Thursday, May 15, 2014

DIYBio in the Oklahoma City Metro?

After dropping by the front door of BioCurious in Sunnyvale, CA and missing out on the opportunity to see anyone I wondered if I could get involved in someway remotely. I e-mailed Eri Gentry and asked if there was some way to be involved while outside of the Bay Area. She said that they lacked the infrastructure, but I could get involved with events that had zoom.us. Fast forward a few days in the future. I had broken down, and remembered that Amanda Harlin with okc.js had challenged me to bring tech to Oklahoma. She said that those that complain are not those that do something about it. The memory ofthe citizen scientist biotech lab, BioCurious, and the challenge that Amanda threw down made me wonder if there could be a bio-hacker space in Oklahoma. Then came the thought that around here you have to build things, just like everything else that sprouted out of the prairie. See the list of current DIYBio places: http://diybio.org/local/.

Wednesday, May 14, 2014

Introducing bshambaugh.github.io

Sometimes problems fix themselves if you walk away for awhile and reboot your computer twice.

AHEM...

I followed this glossy website (https://pages.github.com/) and then the more nerdy OTHER github website (https://help.github.com/categories/20/articles). See specifically, https://help.github.com/articles/creating-project-pages-manually.
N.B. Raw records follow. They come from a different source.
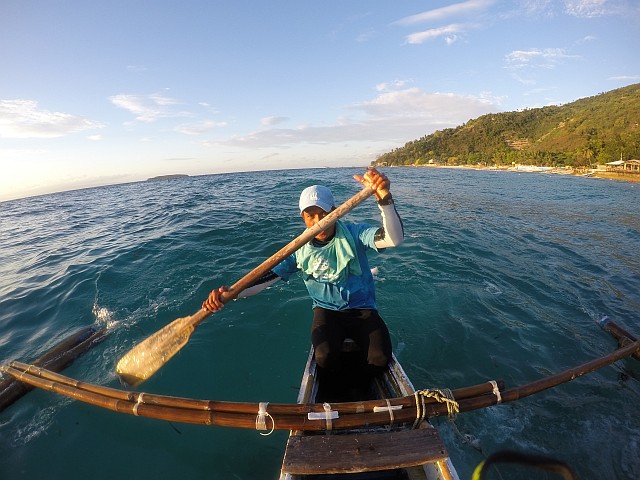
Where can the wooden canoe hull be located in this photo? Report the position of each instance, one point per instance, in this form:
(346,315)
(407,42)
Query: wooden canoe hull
(377,452)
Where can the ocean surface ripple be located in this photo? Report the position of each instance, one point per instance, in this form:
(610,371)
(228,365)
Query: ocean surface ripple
(502,275)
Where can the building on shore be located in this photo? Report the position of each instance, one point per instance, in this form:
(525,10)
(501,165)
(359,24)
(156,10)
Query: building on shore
(623,166)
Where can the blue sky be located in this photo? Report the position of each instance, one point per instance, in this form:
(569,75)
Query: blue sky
(95,93)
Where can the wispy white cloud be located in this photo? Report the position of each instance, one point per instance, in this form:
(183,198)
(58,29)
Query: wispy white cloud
(443,13)
(392,117)
(626,78)
(271,121)
(24,119)
(588,8)
(535,57)
(395,84)
(147,108)
(449,32)
(200,127)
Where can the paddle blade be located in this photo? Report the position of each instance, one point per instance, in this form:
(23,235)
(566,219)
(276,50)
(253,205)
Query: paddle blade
(150,355)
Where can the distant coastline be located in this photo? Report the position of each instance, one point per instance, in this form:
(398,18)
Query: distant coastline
(167,177)
(581,172)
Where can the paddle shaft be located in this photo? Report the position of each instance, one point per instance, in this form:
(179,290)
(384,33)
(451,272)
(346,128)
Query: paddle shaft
(275,259)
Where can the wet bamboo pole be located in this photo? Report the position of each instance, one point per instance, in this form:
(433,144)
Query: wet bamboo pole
(300,421)
(234,407)
(56,359)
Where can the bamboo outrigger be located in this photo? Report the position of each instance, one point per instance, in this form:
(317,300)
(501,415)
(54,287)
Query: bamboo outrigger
(403,437)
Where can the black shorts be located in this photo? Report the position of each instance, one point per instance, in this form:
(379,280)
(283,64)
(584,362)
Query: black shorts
(367,329)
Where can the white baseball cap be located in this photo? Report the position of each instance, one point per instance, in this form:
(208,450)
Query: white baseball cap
(317,196)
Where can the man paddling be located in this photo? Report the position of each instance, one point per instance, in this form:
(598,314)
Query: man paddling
(337,275)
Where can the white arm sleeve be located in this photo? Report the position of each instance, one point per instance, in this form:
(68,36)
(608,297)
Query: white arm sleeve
(263,284)
(391,226)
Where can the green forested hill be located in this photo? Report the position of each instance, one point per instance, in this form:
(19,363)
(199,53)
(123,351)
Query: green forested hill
(589,131)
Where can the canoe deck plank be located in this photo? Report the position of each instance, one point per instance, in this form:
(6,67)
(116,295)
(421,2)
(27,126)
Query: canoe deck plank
(362,452)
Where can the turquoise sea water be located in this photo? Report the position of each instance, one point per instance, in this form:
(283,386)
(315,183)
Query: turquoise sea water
(502,275)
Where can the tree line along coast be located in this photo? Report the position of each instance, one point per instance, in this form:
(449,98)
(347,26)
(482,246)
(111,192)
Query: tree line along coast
(596,136)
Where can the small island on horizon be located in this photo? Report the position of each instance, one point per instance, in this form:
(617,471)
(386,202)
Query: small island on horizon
(167,177)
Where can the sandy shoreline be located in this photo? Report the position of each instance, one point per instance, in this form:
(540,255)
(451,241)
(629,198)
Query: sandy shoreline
(591,173)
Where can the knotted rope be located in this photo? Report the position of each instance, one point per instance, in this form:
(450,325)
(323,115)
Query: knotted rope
(443,395)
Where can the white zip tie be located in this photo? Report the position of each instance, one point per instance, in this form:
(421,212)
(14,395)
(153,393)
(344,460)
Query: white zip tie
(261,423)
(389,408)
(327,415)
(496,391)
(135,407)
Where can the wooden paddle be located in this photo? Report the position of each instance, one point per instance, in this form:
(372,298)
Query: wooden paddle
(148,356)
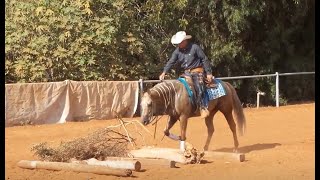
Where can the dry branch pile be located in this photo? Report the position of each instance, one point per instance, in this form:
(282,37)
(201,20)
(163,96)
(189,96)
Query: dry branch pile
(99,145)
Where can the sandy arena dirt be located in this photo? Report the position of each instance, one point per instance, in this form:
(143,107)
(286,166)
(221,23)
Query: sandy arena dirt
(279,144)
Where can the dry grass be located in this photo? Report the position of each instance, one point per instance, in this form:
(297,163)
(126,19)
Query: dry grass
(99,145)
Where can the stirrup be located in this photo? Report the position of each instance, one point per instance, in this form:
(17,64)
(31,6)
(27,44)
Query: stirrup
(204,112)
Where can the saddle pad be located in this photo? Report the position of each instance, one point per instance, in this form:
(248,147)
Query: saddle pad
(219,91)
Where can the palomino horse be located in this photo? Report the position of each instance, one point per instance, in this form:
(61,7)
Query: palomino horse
(171,97)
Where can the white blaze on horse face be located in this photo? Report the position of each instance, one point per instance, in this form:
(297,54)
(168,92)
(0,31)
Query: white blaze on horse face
(145,105)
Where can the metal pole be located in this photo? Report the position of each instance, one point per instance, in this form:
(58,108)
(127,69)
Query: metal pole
(141,90)
(258,99)
(277,89)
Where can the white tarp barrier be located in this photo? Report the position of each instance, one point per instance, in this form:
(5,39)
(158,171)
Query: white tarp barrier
(58,102)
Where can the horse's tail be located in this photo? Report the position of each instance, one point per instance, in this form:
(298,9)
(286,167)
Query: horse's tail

There were a number of problems with "git commit -a -m "First pages commit" but eventually they went away. Like after about an hour or more. Sorry, I should be polite. Now, no more 404s.

Sunday, May 4, 2014

Mountain View Day #1

Today was a crazy day. I met two people who were interning at Google. I ate 50 cent bananas, a 30 cent mandarin. I met a programmer who is a lisp programmer, and a met the founder of Counterparty. I also met a guy promoting solar energy, went to church, got lost near the Nasa Ames research center, walked along Steven's Creek trail, I admired the redwood trees?, saw Microsoft in Mountain View, found the Computer History Museum, found Google had offices on a street called Fairchild. I'm at Hacker Dojo right now. But I still wonder what is really important in life.